Executive Briefings

Secrets to Building Successful Teams for Transportation, Distribution

A conversation with Marie Robinson, senior vice president of supply chain with Smart & Final Stores.

Based in City of Commerce, Calif., Smart & Final is a warehouse retailer of groceries and restaurant supplies. It operates more than 235 stores in California, Oregon, Washington, Arizona, Idaho, Nevada and northern Mexico. In a conversation with SupplyChainBrain that took place at the annual meeting of the Warehousing Education and Research Council (WERC) in Anaheim, Calif., Robinson demonstrates how a basic understanding of human nature can help to ensure the success of a team.

Q: Why is teamwork so important in the area of transportation and distribution?

Robinson: If you don't know how to motivate people and get the most out of them, you'll never be as successful as you could be. Understanding different methods of leadership, and ways to motivate and lead teams, is very important in our industry.

Q: What's the difference between a "team" and a "staff"?

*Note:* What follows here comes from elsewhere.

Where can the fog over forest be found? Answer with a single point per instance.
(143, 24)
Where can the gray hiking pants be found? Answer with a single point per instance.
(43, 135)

Robinson: Most of us work day-to-day in groups that could best be called "staffs." They come together for the purpose of sharing information. The most common denominator is probably that they all report to the same person. But their jobs, responsibilities and goals are not interrelated. Typically they will each have their own area of responsibility. They're accountable for their results to their bosses, but the results are not interdependent with each other. If you can change that - create an organization that's much more horizontal, and have the goals be the same  - people become really interdependent. At that point in time, they come to look more like a team as opposed to a staff.

Q: Share with us some fundamentals that might be put into practice in order to effectively manage  teams.

Robinson: A good team has to have three basic skills. First of all, it must have problem solvers - someone who, if the team gets stuck, doesn't allow it to go into "analysis paralysis." A team also has to have a strong technical person, who knows the business, the system and what needs to be done. The final element that's really critical to any team is interpersonal skills. Someone on that team has to assume the role of the scheduler - making sure everybody's fed and watered, as I like to say - and that the agendas are set and the notes taken.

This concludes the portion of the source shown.